Selon l’article R314-20, le document d’information est établi sur un support durable. Il comporte, présentées de manière claire et lisible en caractères dont la hauteur ne peut être inférieure à celle du corps huit, les informations et mentions suivantes :
1° Pour chaque contrat de crédit dont le regroupement est envisagé, des informations relatives à ce contrat ainsi qu’aux conditions et modalités de son remboursement (…)
2° Dans le cas où l’opération de regroupement a également pour objet le remboursement de dettes autres que des crédits, la liste de ces dettes ainsi que, pour chacune d’entre elles, son montant et la date à laquelle elle est exigible ;
3° Un avertissement adressé à l’emprunteur, adapté à sa situation et portant sur les points suivants (…)
4° Les informations concernant les modalités de mise en œuvre et de prise d’effet de l’opération de regroupement envisagée (…)
5° Les éléments permettant à l’emprunteur de procéder à l’évaluation du bilan économique du regroupement envisagé. Ces éléments sont présentés conformément au tableau figurant en annexe au présent code. Si le regroupement se traduit par un allongement de la durée de remboursement ou par une augmentation du coût total du crédit, le prêteur ou l’intermédiaire l’indique à l’emprunteur.
En l’espèce, contrairement à ce que soutient la société CA CONSUMER FINANCE, il ne résulte pas des éléments du dossier que la banque aurait remis aux emprunteurs la fiche d’information prescrite en matière de regroupement de crédits, telle que spécifiée dans ces textes.
Dès lors, par application des articles L341-1 et suivants du code de la consommation, le prêteur doit être intégralement déchu de son droit aux intérêts conventionnels.
En application des dispositions de l’article L341-8, le débiteur n’est tenu qu’au remboursement du seul capital restant dû, après déduction des intérêts réglés à tort.
Pour fixer les sommes dues par l’emprunteur, il convient alors de déduire du capital versé l’ensemble des sommes versées à quelque titre que ce soit par l’emprunteur depuis l’origine.
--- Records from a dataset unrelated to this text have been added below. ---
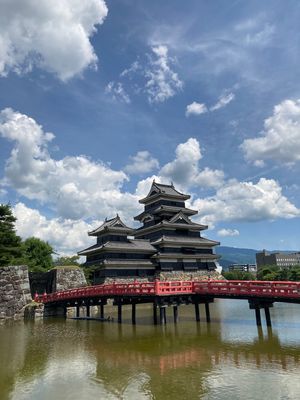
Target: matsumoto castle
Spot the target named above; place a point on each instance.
(168, 242)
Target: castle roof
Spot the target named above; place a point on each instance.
(185, 241)
(133, 245)
(159, 190)
(115, 225)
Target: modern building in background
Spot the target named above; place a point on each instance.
(168, 241)
(282, 260)
(243, 267)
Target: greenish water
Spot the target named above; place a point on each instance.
(226, 359)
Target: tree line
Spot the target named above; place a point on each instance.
(33, 252)
(266, 273)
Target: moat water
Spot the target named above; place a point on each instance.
(84, 360)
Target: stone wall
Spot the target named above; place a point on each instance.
(14, 291)
(69, 278)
Cette limitation légale de la créance du prêteur exclut par ailleurs qu’il puisse prétendre au paiement de l’indemnité prévue par l’article L312-39 du code de la consommation.
La créance du demandeur s’établit donc comme suit :
— Capital emprunté : 37 292 euros
— Sous déduction des versements depuis l’origine : 19 796, 18 euros
TOTAL : 17 495, 82 euros
En conséquence, il convient de condamner solidairement les défendeurs au paiement de la somme de 17 495, 82 euros au titre du solde du crédit.
Afin d’assurer l’effectivité du droit de l’Union européenne dont les dispositions nationales ne sont que la transposition, exigence réaffirmée par les arrêts CJUE des 27/03/2014 C-565/12 et 9/11/2016 C-42-15 (point 65), il y a lieu d’écarter toute application des articles 1231-6 du code civil et L 313-3 du code monétaire et financier, qui affaiblissent, voire annihilent la sanction de déchéance du droit aux intérêts.
Sur les demandes accessoires
En application de l’article 696 du code de procédure civile, Monsieur et Madame [H] et [V] [F] seront solidairement condamnés aux dépens, ainsi qu’au paiement de la somme de 200 euros sur le fondement de l’article 700 du code de procédure civile.
PAR CES MOTIFS
Le juge des contentieux de la protection, statuant par jugement réputé contradictoire, mis à disposition au greffe et en premier ressort :
DECLARE recevable la demande en paiement formée par la société CA CONSUMER FINANCE,
PRONONCE la déchéance du droit aux intérêts,
CONDAMNE solidairement Monsieur et Madame [H] et [V] [F] à payer à la société CA CONSUMER FINANCE la somme de 17 495, 82 euros,
DIT que cette somme ne portera pas intérêts,
DEBOUTE la société CA CONSUMER FINANCE du surplus de ses demandes,
CONDAMNE solidairement Monsieur et Madame [H] et [V] [F] à payer à la société CA CONSUMER FINANCE la somme de 200 euros sur le fondement de l’article 700 du code de procédure civile,
Les CONDAMNE solidairement aux dépens.
La minute a été signée par la vice-présidente et la greffière aux jour, mois et an énoncés en en-tête.